Graph Matching

1. Introduction

A Matching in a graph G = (V, E) is a subset M of E edges in G such that no two of which meet at a common vertex.


Maximum Cardinality Matching (MCM) problem is a Graph Matching problem where we seek a matching M that contains the largest possible number of edges. A possible variant is Perfect Matching where all V vertices are matched, i.e., the cardinality of M is V/2.


A Bipartite Graph is a graph whose vertices can be partitioned into two disjoint sets U and V such that every edge can only connect a vertex in U to a vertex in V.


Maximum Cardinality Bipartite Matching (MCBM) problem is the MCM problem in a Bipartite Graph, which is a lot easier than MCM problem in a General Graph.

1-1. Current Limitation: Unweighted Graphs

This visualization is currently limited to unweighted graphs only. Thus, we currently do not support Graph Matching problem variants involving weighted graphs...

1-2. Switching Modes

To switch between the unweighted MCBM (default, as it is much more popular) and unweighted MCM mode, click the respective header.
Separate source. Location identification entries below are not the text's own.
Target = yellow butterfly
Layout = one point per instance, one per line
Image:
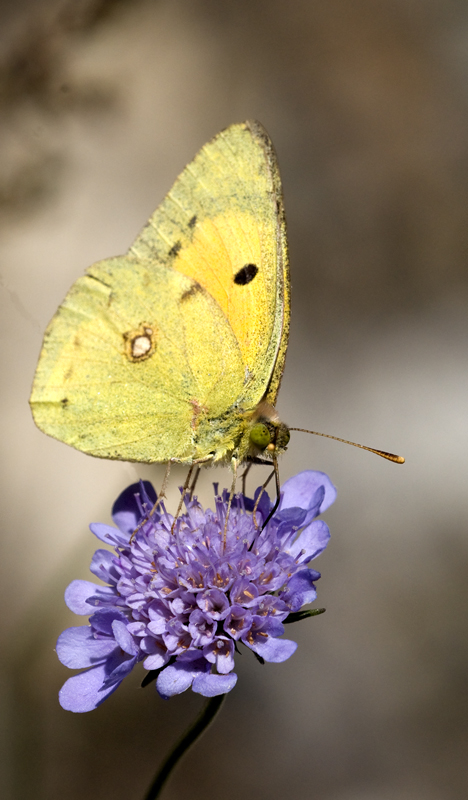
(175, 351)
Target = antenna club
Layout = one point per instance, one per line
(389, 456)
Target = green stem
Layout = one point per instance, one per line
(190, 736)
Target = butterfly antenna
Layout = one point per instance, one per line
(383, 453)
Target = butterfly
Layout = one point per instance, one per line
(175, 351)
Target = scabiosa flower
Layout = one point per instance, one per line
(182, 602)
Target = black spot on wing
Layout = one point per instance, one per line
(246, 274)
(175, 248)
(190, 292)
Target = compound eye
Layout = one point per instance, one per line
(260, 435)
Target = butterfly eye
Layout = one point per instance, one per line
(260, 435)
(246, 274)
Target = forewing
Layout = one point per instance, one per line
(130, 359)
(223, 225)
Here is an example of MCM mode. In MCM mode, one can draw a General, not necessarily Bipartite graphs. However, the graphs are unweighted (all edges have uniform weight 1).


The available algorithms are different in the two modes.

2. Visualisation

You can view the visualisation here!


For Bipartite Graph visualization, we will re-layout the vertices of the graph so that the two disjoint sets (U and V) are clearly visible as Left (U) and Right (V) sets. For General Graph, we do not relayout the vertices.


Initially, edges have grey color. Matched edges will have black color. Free/Matched edges along an augmenting path will have Orange/Light Blue colors, respectively.

3. Input Graph

There are three different sources for specifying an input graph:

  1. Draw Graph: You can draw any undirected unweighted graph as the input graph (note that in MCBM mode, the drawn input graph will be relayout into a nice Bipartite graph layout during algorithm animation),
  2. Modeling: A lot of graph problems can be reduced into an MCBM problem. In this visualization, we have the modeling examples for the famous Rook Attack problem (currently disabled) and standard MCBM problem (also valid in MCM mode).
  3. Examples: You can select from the list of our example graphs to get you started. The list of examples are slightly different in the two MCBM vs MCM modes.

4. MCBM Algorithms

There are several Max Cardinality Bipartite Matching (MCBM) algorithms in this visualization, plus one more in Max Flow visualization:

  1. O(VE) Augmenting Path Algorithm (without greedy pre-processing),
  2. O(√(V)E) Dinic's Max Flow Algorithm, see Max Flow visualization, select Modeling → Bipartite Matching → All 1, then use Dinic's algorithm.
  3. O(√(V)E) Hopcroft-Karp Algorithm,
  4. O(kE) Augmenting Path Algorithm++ (with randomized greedy pre-processing),

PS: Although possible, we will likely not use O(V3) Edmonds' Matching Algorithm if the input is guaranteed to be a Bipartite Graph.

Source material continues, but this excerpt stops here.